From: Wei Dai (weidai@weidai.com)
Date: Fri Oct 22 2004 - 20:41:39 MDT
On Fri, Oct 22, 2004 at 08:55:28AM -0400, Eliezer Yudkowsky wrote:
> We're not talking about a trivial amendment of the axioms, and I would like
> to know which axioms will do the trick.
I think you're right that there are big unsolved problems lurking in the
choice of axioms. I don't know if Schmidhuber has responded to this thread
yet, but I bet he wouldn't deny that. Maybe choosing the right axioms
is no easier than programming a self-improving AI using a procedure
approach.
> That's the entire problem of Friendly AI in a nutshell, isn't it?

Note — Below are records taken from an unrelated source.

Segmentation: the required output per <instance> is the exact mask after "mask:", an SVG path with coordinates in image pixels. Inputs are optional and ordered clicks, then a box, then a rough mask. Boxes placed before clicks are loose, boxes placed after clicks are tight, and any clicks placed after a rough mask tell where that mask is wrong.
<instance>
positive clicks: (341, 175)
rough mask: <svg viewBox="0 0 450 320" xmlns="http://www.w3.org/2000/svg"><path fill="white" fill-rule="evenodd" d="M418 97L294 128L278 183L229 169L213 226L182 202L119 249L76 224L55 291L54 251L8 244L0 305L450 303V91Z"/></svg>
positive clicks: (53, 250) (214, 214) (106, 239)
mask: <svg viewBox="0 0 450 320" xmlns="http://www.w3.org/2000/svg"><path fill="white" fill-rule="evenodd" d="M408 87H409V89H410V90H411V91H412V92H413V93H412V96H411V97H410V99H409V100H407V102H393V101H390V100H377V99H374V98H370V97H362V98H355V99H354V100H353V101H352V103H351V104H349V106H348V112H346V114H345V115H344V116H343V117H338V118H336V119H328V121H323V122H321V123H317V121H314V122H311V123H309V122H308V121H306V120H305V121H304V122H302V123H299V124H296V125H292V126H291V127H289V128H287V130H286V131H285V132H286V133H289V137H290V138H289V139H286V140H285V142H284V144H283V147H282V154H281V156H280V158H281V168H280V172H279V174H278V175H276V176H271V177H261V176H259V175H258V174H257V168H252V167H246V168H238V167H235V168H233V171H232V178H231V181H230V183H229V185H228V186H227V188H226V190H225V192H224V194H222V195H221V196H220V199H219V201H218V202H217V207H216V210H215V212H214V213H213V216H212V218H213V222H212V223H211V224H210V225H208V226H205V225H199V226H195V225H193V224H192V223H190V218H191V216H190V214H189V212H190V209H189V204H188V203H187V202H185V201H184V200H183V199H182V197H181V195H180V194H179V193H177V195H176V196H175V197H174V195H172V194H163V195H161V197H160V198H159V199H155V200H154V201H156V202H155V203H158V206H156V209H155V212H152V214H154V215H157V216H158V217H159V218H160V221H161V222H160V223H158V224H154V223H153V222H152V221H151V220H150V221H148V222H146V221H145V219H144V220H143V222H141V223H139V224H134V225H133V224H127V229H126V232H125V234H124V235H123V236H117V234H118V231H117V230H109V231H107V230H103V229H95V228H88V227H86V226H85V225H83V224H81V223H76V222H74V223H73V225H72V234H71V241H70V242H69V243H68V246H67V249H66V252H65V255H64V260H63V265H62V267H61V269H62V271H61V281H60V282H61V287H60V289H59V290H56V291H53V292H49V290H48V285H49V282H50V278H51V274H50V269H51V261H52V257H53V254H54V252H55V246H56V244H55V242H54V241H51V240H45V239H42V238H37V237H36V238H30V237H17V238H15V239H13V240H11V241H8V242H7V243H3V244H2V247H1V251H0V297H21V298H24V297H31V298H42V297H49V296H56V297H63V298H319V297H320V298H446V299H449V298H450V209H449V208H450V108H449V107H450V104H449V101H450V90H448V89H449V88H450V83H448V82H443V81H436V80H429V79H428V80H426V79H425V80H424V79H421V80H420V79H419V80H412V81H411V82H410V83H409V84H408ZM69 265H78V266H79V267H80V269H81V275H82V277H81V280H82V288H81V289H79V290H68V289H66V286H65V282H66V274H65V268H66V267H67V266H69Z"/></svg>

It's a slightly more general problem. How does the AI programmer make sure
the AI will do what he wants it to do, which may not necessarily be
"friendliness"? I think we need some other term for this more general
problem, as solving this problem will automatically solve Friendly AI, but
not vice versa. Perhaps "safe AI"?
> Yes, but then the FAI problem is generally overlooked or treated as a
> casual afterthought, and journal referees aren't likely to point this out
> as a problem. Hardly fair to Schmidhuber to zap him on that one, unless
> he's planning to actually build a Godel Machine.
I don't see why its unfair to zap him, as long as we zap everybody else
for it. The safety issue needs to be part of every paper on AI, even if
it only says "no safety considerations were included in this work" or
"safety is still an unsolved problem", just to remind potential
implementors that it's not safe to actually build the AI as described.